Ditching ‘assume good faith’ as a way to talk about respect

Time to fix problems at the source rather than tolerate awful behavior.

Ditching ‘assume good faith’ as a way to talk about respect
Photo by Mark Eder / Unsplash

In 2015 I started teaching the lean principle of respect for people using these 4 pillars:

  1. Develop skills; give authority.
  2. Assume good faith.
  3. Create space to share ideas, problems, wisdom.
  4. Show how today’s work fulfills the organization’s purpose.

It’s #2, ‘Assume good faith,’ that I’m no longer comfortable with. For years, I even illustrated it with a particular Aristotelian example I now see as actively harmful.

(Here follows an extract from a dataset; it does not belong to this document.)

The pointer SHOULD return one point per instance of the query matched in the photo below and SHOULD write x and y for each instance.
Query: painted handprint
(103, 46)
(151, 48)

Two things I feel are important to communicate

  • The idea that people are conditioned to behave in certain ways, and that there are causes for what people do. This is true whether the behavior is something we wish there was more of (e.g. thoughtful collaboration) or something we desperately need there to be less of (e.g. discrimination, cruelty).
  • The reflection that causes and conditions of individual behavior run super deep. All of the hurt in the entire world is contained therein. We all move through the same process of dependent origination. Most of that motion occurred across lifetimes, before everybody came to work today. And/but what we can still do today is try to produce better conditions.

What I regret

  • I regret recommending that people ‘assume good faith’ as a way of enacting respect for people. Why? Because it assigns extra work to the person dealing with whatever trash someone else has handed them. It opens a door through which a bunch of sexist and otherwise awful shit enters. It tolerates behavior and hides problems that are intolerable.

A huge part of the project of lean is to fix problems at the source. The exhortation to ‘assume good faith’ sets us up to do precisely the opposite.

I am grateful for “I could not care less about your positive intent,” a short, illuminating article from Lauren Howard that absolutely clarified the situation.

And I’ll keep working at a better articulation of a principle I believe in, but have only clumsily expressed.